CARSON CITY, Nevada -- The Republican governor of Nevada stated that he would not accept President Obama's nomination to join the U.S. Supreme Court to replace the late Justice Antonin Scalia.

Mr. Obama's stated intent to nominate Brian Sandoval, which was stated not by Mr. Obama but by sockpuppets on NBC, was an obvious ruse to make Senate President Mitch McConnell look stupid for promising to shun any Obama nominee. Sen. McConnell proposed to wait for the next President, leaving in the hands of American voters whether the next Court would force women to carry pregnancies to term or instead to pay for foreigners' abortions.

Several Senators were surprised at Sen. McConnell's sudden firmness after seven years of rolling over and waiting for Presidential tummy-rubs, and Sen. Susan Collins of Maine quickly broke ranks. "No hearings? Not even if Obama nominated a Republican?" she asked. Sen. McConnell and his Judiciary Committee chairman agreed to separate meetings with Mr. Obama to "discuss the issue" and hope the resulting blackmail is gentler than whatever the Chief Justice was told to make him rule that Obama-care was Constitutional.

Capital-area media were baffled at why Mr. Obama would nominate anyone other than a left-winger, such as Justice Jonathan Gruber, the technocrat who admitted he designed Obama-care in view of American stupidity, understating its costs by putting most of them somewhere other than the federal budget.

The media concluded that Mr. Obama had meant Pablo Sandoval. The 290-pound baseball player, nicknamed "Kung Fu Panda," signed with the Boston Red Sox last year out of fear that the San Francisco Giants would put him on a diet. After a mediocre 2015, he arrived for spring training visibly fatter than when manager John Farrell had met with him a month earlier, an issue that $18 million per year evidently does not render negotiable.

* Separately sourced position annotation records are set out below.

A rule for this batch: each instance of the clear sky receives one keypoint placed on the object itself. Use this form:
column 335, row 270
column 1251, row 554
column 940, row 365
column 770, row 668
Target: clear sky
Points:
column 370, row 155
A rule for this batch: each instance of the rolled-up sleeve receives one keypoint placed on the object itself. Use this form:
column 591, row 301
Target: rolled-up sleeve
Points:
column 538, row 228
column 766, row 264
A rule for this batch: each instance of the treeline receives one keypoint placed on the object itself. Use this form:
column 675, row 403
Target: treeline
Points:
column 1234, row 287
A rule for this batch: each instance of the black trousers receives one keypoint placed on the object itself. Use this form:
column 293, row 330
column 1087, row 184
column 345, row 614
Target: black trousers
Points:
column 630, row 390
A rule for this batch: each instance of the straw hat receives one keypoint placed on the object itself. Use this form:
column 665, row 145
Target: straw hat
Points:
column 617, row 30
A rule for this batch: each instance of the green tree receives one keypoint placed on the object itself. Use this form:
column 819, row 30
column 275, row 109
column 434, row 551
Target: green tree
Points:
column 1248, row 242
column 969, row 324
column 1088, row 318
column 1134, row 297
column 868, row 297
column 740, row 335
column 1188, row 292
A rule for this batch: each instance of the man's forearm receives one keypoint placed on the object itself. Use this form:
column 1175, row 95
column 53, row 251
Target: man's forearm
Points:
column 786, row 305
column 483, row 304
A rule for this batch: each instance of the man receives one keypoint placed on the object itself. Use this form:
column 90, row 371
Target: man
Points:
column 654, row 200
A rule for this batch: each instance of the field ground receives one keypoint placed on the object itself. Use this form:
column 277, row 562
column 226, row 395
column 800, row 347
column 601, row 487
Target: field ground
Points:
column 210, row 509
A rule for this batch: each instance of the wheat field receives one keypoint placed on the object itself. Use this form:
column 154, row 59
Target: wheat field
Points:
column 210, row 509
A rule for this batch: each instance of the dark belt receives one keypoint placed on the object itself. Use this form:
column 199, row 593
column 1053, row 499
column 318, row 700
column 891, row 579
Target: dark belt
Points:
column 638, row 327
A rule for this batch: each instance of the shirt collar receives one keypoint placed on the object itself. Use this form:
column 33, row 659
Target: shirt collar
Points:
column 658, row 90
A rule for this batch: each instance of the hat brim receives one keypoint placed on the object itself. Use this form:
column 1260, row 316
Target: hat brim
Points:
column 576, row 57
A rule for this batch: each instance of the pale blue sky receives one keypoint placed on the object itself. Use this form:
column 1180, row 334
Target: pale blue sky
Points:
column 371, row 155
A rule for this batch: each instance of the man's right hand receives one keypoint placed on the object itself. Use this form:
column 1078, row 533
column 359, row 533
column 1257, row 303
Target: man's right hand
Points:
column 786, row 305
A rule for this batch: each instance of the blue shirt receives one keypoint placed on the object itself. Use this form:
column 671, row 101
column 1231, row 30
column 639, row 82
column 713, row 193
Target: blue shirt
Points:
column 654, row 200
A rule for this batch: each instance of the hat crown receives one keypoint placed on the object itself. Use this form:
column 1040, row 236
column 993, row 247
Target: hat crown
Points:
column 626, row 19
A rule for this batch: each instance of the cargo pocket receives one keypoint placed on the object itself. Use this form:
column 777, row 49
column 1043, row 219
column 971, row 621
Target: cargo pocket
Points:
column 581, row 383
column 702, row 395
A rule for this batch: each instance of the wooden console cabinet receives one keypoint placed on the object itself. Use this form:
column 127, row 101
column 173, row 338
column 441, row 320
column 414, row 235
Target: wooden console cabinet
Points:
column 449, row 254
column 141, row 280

He is penciled in at third base despite the sheer impossibility that he could bend down to catch a ground ball.

Thus, the best career move for Sandoval is to become an Associate Justice of the Supreme Court, following the lead of President Taft, another "portly" man and himself a baseball fan, who first stood up in the seventh inning looking for another dozen cheese dogs, a move met by a wave of mass imitative obsequy that became the modern "seventh-inning stretch," fans happily not scratching their backsides as Mr. Taft had. The other Sandoval, meanwhile, graciously ignored the pre-emptive choruses of "hater" emanating from the Beltway and wrote the White House that he was humbled to be discussed but was already taking adequate crap in Nevada's capital.